Penulis: Crowdstroia
Penyunting: Gita Romadhona & Adhista
Penerbit: KataDepan
Tahun Terbit: Cetakan Kedua, 2017 (Cetakan Pertama, 2017)
Halaman: 352
ISBN: 978-602-6475-29-9


Nona Teh dan Tuan Kopi bercerita tentang Varsha, wanita karier berusia tiga puluh tiga yang belum juga menikah. Akan tetapi, Varsha sepertinya tidak terlalu pusing memikirkan status lajangnya karena ada masalah lain yang harus dia hadapi. Dia adalah Nona Teh di cerita ini.

Hubungan Varsha dengan ayahnya renggang, karena Varsha satu-satunya anak yang mengetahui ayahnya berselingkuh.
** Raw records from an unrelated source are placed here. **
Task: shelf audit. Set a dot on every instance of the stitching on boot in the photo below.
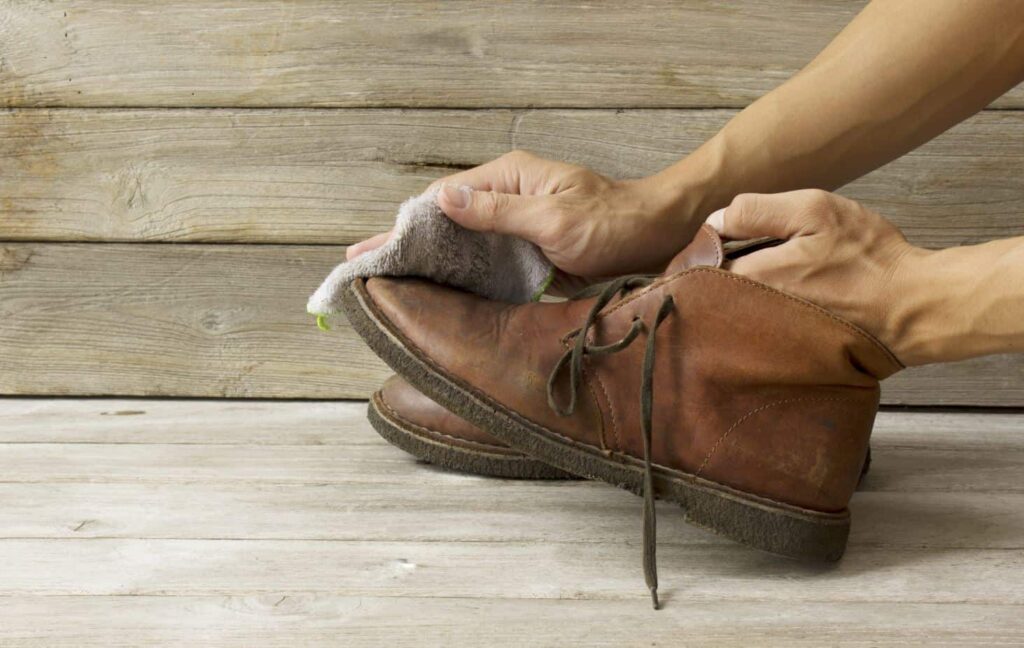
(750, 414)
(611, 409)
(383, 404)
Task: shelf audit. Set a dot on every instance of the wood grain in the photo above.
(366, 621)
(190, 320)
(371, 53)
(229, 320)
(311, 176)
(110, 537)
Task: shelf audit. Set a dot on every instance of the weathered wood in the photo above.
(229, 320)
(264, 470)
(369, 53)
(527, 570)
(169, 422)
(430, 506)
(366, 621)
(198, 320)
(336, 176)
(160, 537)
(915, 469)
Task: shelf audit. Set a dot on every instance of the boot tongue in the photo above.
(706, 249)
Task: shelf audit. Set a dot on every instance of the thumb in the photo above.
(757, 215)
(520, 216)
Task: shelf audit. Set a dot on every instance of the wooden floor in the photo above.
(201, 522)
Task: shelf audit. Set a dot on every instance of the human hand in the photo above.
(588, 225)
(837, 254)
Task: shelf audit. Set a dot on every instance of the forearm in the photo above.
(896, 77)
(958, 303)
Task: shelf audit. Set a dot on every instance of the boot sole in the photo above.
(416, 440)
(772, 526)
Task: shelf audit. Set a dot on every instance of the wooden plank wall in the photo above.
(176, 178)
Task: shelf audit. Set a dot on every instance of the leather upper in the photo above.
(754, 388)
(412, 407)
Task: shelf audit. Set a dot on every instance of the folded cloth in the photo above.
(428, 244)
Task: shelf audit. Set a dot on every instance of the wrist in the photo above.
(953, 304)
(680, 197)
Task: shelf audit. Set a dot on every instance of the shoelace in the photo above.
(574, 356)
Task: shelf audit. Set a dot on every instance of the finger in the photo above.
(366, 246)
(756, 215)
(764, 264)
(502, 175)
(523, 216)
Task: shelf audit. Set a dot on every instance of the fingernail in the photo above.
(717, 220)
(456, 197)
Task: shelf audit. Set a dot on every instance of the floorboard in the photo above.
(292, 523)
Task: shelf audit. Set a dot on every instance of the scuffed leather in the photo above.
(408, 403)
(754, 388)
Seolah belum cukup dengan itu, dua kakak laki-laki Varsha juga berselingkuh dari istri masing-masing dan para istri hendak menggugat cerai mereka. 

Kemudian, ada si Tuan Kopi. Dia adalah Regen, pria berusia matang yang memegang jabatan tinggi di kantornya. Sama seperti Varsha, Regen juga belum menikah. Namun, ia memiliki alasan tersendiri kenapa sampai sekarang belum memutuskan untuk berkeluarga. Dia memiliki masa lalu dan masa lalu itu ternyata berhubungan dengan Varsha, orang-orang yang diam-diam dia sukai.

My Review

Sebelum membaca novel ini, saya pikir cerita akan berkutat pada kisah percintaan antara Nona Teh dan Tuan Kopi. Saya juga mengira usia mereka saat cerita ini berlangsung sekitar 20an tahun. Risiko karena nggak baca sinopsis. Ternyata saya salah.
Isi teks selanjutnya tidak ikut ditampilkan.